Nom non divulgué – Membre présumé du Mouvement pour une Palestine libre

Modifié le : 12/05/2026

Pays de commission
Pays de poursuite
Nationalité du/de la suspect·e
Suède
Genre du/de la suspect·e
Homme
Statut du/de la suspect·e
En détention
Statut de la procédure
En appel / pourvoi
Crimes présumés / charges
Crimes de guerre
Condamné·e pour
Crimes de guerre
Verdict / décision
Condamnation
Individu / entreprise
Individu
Base de compétence
Compétence personnelle active
L'enquête a débuté en
2024
Début du procès
2025
Année du verdict (première instance) / décision
2026
Durée de la procédure (en années)
2


Faits

Le «Mouvement pour une Palestine libre» (Free Palestine Movement, FPM) est un mouvement armé palestinien syrien. En 2012, au début de la guerre civile syrienne, il a formé un certain nombre de milices armées qui ont combattu aux côtés de l’ancien gouvernement syrien.

Entre 2012 et 2014, la milice a pris part à l’exercice du contrôle sur le quartier de Yarmouk à Damas pour le compte de l’ancien régime syrien. Au cours de cette période, la milice a été impliquée dans de graves exactions commises à l’encontre de civils, notamment lors d’une violente répression des manifestations anti-gouvernementales dans le quartier en juillet 2012, au cours de laquelle des membres de la milice auraient tiré sur des manifestants civils, tuant et blessant de nombreuses personnes.

Procédure

En juillet 2024, les trois individus ont été arrêtés en Suède, soupçonnés de crimes de guerre et de crimes contre l’humanité commis en Syrie entre 2012 et 2014.
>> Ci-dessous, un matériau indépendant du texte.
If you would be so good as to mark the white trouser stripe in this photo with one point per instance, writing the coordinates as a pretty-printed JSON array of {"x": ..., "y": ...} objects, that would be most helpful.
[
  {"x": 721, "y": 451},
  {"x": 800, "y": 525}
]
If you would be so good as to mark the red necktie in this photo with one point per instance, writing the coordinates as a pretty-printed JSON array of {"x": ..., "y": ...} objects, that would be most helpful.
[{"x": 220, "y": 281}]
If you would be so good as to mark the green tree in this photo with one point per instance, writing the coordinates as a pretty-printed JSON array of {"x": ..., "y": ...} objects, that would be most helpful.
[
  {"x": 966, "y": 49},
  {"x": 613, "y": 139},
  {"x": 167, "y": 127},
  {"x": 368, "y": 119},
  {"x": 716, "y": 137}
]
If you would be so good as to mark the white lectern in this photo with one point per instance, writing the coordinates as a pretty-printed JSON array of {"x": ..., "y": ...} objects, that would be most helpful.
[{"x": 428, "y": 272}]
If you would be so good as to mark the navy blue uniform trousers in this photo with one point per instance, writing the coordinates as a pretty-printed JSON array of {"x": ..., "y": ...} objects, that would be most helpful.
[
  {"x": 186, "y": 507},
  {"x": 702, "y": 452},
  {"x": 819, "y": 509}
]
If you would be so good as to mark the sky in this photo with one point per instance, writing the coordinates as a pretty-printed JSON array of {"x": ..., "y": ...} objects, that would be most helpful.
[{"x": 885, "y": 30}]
Les arrestations ont eu lieu en coordination avec l’Allemagne, Europol et Eurojust, dans le cadre de l’équipe d’enquête conjointe «Caesar». Dans le cadre de la même enquête, cinq individus ont été arrêtés en Allemagne le même jour.

Le 26 septembre 2025, le ministère public suédois a inculpé l’une de ces personnes, un ressortissant suédois âgé de 55 ans, pour deux chefs d’accusation de crimes de guerre graves commis en Syrie en 2012 et 2013. L’accusé est soupçonné d’avoir participé à une attaque violente contre une manifestation pacifique dans le quartier de Yarmouk, à Damas, le 13 juillet 2012. Au cours de cette attaque, plusieurs civils ont été abattus et d’autres blessés. Au cours du premier semestre 2013, il aurait également participé à la gestion d’un poste de contrôle dans le cadre du siège de Yarmouk par le régime syrien et des groupes armés affiliés à celui-ci, au cours duquel un grand nombre de civils ont été arrêtés. Une grande partie des personnes arrêtées ont été transférées aux services de sécurité syriens, où elles ont subi de graves souffrances et, dans plusieurs cas, ont été tuées.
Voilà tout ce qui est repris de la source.